The pages knew his tears, his underlines, his sweaty palms during altar calls. They smelled like pulpit wood and stale coffee. Verses were circled, highlighted, cross-referenced. Margins filled with desperate prayers and half-formed revelations.

And in the center of it all — taped to the back cover — was a photo of Hannah.

She was laughing in the picture. The wind had caught her hair, and her eyes were squinting against the sun. That day had been warm and full of grace.

But the warmth was gone now.

Jacob set the Bible down and stared at it for a long time.

That night, he couldn’t sleep. The thought returned, over and over.

What if I buried it?


It wasn’t anger. That surprised him.

He wasn’t mad at God — not really. He was tired. Tired of the hope that teased. Tired of the verses that used to spark joy and now only echoed. Tired of telling people he still believed when the truth was more complicated.

The burial felt right, somehow.

Not a renunciation.

More like a surrender.

Not of God, but of the version of God he had carried too long.


Two weeks passed after the burial, and life returned to its usual rhythm. Or tried to.

But something shifted in Jacob.

He couldn’t quite explain it, but the silence grew heavier. Not just around him, but inside him.

He began waking up in the middle of the night with dreams he couldn’t remember and a feeling of unfinished sentences hanging in the dark.

One night, around 3 a.m., he found himself out of bed, grabbing his coat, and driving back to the field.

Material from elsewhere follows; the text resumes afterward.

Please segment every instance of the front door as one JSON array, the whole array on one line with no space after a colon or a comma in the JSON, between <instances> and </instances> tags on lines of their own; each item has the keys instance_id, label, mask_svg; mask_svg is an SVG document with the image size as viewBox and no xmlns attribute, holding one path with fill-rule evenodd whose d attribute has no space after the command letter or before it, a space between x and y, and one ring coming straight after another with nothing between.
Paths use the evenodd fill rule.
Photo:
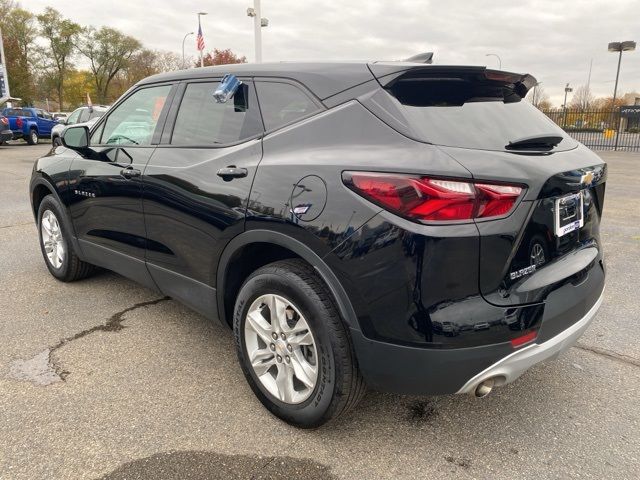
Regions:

He didn’t even bring a shovel.

He dug with his hands.

The soil was colder now, and damp. His fingernails split. Dirt caked under them. But he kept digging.

When he found the Bible, he sat back on his heels and wept.

Not because of guilt. Not because of some dramatic realization.

But because the Bible wasn’t ruined.

He had half-hoped it would be. That it would give him permission to move on.

But the leather was intact. The pages, though damp, still clung together. The photo of Hannah? Smudged but visible.

And in that moment — not loud, not dramatic — a verse surfaced in his mind like a forgotten melody:

“A bruised reed He will not break, and a smoldering wick He will not snuff out.”

He hadn’t thought of that verse in years.

He whispered it. Again. Again. Each time quieter.

It wasn’t lightning. It wasn’t fire.

It was something smaller.

A flicker.


Jacob took the Bible home.

He dried it on the radiator, page by page.

He didn’t start preaching again. Didn’t announce a revival.

But the next morning, he read one verse. Just one.

And the next day, another.

Some days he read with disbelief. Some days with bitterness. Some days with longing.

But he read.

And slowly, the silence began to feel less like absence and more like invitation.

He still didn’t have answers.

He still missed Hannah with an ache that sat in his chest like a stone.

But the Bible — the one he had buried in the cold ground — now lay open again on his table.

And sometimes, when he read it, he didn’t feel alone.


Years later, when he was much older and the field had been paved over for housing, Jacob told a young man in his church about the time he buried his Bible.

The young man looked shocked.

“You buried it?”

Jacob nodded.

“And then I dug it back up.”

The young man didn’t know what to say.

Jacob smiled, and tapped the Bible beside him, its pages soft with use.

“Grace,” he said, “doesn’t leave you where it finds you.”

And then he added, almost to himself, “Even if you bury it.”